The Classroom’s Inconvenient Truth
Yahoo News is reporting that David Guggenheim, the director of the Oscar Award winning An Inconvenient Truth, will be releasing a new film which focuses on the U.S. public education system called Waiting for Superman. The film is intended to show the problems facing public schools in our country and will debut at the Sundance Film Festival this week in Utah.
The film also estimates that by 2020 the education system will produce only 50 million students capable of filling more than 120 million jobs seeking highly qualified individuals.
“As much as politicians, reformers and the press know what the real problems are, they’re not going to talk about them, because they’re politically deadly,” Guggenheim states.
In addition to the movie, Bill Gates, whose net worth was estimated at $40 billion by Forbes magazine in 2009, will be in attendance as well. He has a starring role in the documentary and will be appearing at the movie’s showing to discuss education and ways Americans can demand greater accountability out of our public schools, as well as strategies for overall reform of how we teach students.

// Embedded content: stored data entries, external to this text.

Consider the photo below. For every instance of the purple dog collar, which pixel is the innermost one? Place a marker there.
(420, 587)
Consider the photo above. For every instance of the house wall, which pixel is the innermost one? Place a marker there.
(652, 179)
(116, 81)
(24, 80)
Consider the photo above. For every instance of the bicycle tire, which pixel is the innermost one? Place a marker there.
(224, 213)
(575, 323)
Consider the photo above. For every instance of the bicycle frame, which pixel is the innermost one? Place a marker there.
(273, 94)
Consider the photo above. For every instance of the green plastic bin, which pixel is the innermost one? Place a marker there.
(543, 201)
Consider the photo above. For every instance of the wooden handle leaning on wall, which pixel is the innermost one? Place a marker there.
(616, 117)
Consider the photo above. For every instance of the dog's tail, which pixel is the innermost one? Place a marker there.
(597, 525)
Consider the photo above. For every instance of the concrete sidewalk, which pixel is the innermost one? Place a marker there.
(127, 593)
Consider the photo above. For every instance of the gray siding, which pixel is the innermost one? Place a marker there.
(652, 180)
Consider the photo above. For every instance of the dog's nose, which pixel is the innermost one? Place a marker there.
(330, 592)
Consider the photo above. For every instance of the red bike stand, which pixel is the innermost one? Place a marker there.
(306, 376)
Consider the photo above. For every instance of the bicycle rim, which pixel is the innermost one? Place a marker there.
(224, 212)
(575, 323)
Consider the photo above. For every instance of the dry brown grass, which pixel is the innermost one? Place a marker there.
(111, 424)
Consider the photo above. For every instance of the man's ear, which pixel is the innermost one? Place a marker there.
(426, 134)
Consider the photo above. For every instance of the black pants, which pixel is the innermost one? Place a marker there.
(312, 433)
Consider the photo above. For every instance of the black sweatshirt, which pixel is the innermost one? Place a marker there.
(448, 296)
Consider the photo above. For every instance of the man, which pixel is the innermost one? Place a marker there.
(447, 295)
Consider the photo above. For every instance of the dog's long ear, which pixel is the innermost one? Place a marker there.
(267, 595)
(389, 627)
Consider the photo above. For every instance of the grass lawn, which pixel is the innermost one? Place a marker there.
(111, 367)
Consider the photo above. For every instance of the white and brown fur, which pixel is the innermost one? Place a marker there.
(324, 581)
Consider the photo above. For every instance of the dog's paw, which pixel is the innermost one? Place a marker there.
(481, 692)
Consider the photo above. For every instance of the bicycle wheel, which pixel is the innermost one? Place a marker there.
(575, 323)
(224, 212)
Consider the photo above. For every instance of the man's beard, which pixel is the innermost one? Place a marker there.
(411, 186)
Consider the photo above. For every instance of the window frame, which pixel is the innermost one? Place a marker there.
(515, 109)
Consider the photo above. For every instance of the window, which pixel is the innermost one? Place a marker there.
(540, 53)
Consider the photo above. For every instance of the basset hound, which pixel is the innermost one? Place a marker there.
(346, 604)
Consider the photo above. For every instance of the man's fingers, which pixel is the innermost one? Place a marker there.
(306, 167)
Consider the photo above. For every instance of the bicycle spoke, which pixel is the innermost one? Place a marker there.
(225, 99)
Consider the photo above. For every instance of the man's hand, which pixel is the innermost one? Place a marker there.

His foundation, The Bill and Melinda Gates Foundation, gives away millions of dollars to improve schools in America and has been a driving force for change in instruction in its few short years of existence.
It’s too bad this event won’t be publicly aired and we have to wait for the movie to be mass released because, as Guggenheim notes, this is a great opportunity for raising the profile of education in our nation’s debate.
“But the only way we’re going to address this crisis is if these uncomfortable truths are spoken out loud.”